The Oz books have contributed to a lifelong sense that something amazing is waiting behind every corner. Dorothy and her friends went into a mountain and found a land where the houses glow. I think a tiny part of me is still waiting to be whisked off to hang out with Dorothy and Princess Ozma. (Forget the Wizard—in the later books, Oz gets a girl monarch.) Roald Dahl’s books find weirdness at every normal-seeming turn. In the books of Daniel Pinkwater, a wrong turn could bring you to a strange world of all-night food. To this day, I’m a little disappointed when I realize that the forest behind a house just stretches as far as the next street.
Science has some of that sense, too. Amazing discoveries are happening all the time. You never know–there could be a radium house in the next block. We’d better go look.
Art: Wikimedia commons
You are making me want to reread them! I was addicted to the Oz books as a child. So much adventure, so many characters I could relate too, such vast and diverse geographies. I also think a serious discussion of Ozma of Oz is in order — her transformation from little boy to lovely and authoritative princess.
I loved Ozma of Oz, too! I liked the room with all the heads, and the part where Kip had to pick out what objects were actually transformed…people? I should read it again. I have this vague memory of a bunch of little purple teapots and pipes turning in to people.
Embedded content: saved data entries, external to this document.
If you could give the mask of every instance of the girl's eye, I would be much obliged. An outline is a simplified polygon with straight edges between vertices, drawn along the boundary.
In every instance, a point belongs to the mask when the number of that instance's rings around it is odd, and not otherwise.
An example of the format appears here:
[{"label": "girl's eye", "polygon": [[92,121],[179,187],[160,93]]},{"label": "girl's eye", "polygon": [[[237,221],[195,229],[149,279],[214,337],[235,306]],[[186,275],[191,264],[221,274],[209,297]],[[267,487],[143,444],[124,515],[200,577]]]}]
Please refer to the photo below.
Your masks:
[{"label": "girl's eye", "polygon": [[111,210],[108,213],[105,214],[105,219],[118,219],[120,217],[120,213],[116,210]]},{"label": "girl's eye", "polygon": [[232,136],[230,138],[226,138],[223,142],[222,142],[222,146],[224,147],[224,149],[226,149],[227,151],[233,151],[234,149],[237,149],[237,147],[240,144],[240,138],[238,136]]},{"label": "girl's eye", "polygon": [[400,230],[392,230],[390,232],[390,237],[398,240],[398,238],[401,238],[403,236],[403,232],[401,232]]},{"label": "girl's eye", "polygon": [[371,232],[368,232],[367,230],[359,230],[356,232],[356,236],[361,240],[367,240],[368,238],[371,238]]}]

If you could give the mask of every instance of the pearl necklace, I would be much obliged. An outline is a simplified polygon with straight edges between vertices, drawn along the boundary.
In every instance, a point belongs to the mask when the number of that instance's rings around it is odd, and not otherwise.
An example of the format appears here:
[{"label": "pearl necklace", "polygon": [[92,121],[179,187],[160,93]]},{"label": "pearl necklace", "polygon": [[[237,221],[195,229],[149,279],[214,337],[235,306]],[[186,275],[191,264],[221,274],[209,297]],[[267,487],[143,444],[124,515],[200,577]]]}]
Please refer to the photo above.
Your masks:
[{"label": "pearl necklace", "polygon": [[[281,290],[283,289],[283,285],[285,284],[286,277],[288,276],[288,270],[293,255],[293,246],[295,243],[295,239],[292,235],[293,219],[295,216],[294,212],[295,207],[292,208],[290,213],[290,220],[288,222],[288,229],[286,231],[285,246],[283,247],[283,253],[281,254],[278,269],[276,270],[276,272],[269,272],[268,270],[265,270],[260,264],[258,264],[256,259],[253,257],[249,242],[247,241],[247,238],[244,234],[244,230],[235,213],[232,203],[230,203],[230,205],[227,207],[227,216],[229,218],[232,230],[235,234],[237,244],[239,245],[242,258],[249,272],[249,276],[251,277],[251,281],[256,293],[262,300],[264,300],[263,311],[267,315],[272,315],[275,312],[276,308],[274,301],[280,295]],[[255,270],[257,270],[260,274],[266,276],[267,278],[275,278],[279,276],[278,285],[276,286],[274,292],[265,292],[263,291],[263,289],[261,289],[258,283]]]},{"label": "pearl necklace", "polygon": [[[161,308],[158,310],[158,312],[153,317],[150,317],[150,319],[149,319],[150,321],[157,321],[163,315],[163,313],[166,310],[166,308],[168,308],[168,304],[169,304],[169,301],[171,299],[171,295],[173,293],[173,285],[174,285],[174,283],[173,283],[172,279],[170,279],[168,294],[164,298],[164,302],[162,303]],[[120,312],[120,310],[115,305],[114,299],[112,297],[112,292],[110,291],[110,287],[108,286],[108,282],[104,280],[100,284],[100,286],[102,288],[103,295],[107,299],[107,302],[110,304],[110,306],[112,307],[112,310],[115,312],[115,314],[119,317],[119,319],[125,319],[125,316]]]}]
When a teenager (~1945), when radium watch dials were legal, I scraped the numbers off of an old watch, put the pieces in a vial, in a dark cubbord layed it on a strip of film, and let it rip. When developed, it was like I’d photographed a fantastic lightening storm! My first flight was ~1939 in a Ford Tri-motor piloted by a barnstormer named Chamberlin. (A plane like it is in the Air Space Museum.) It was late afternoon right at Moonrise, and I recall flying higher than the Moon! Happly, we didn’t volplane!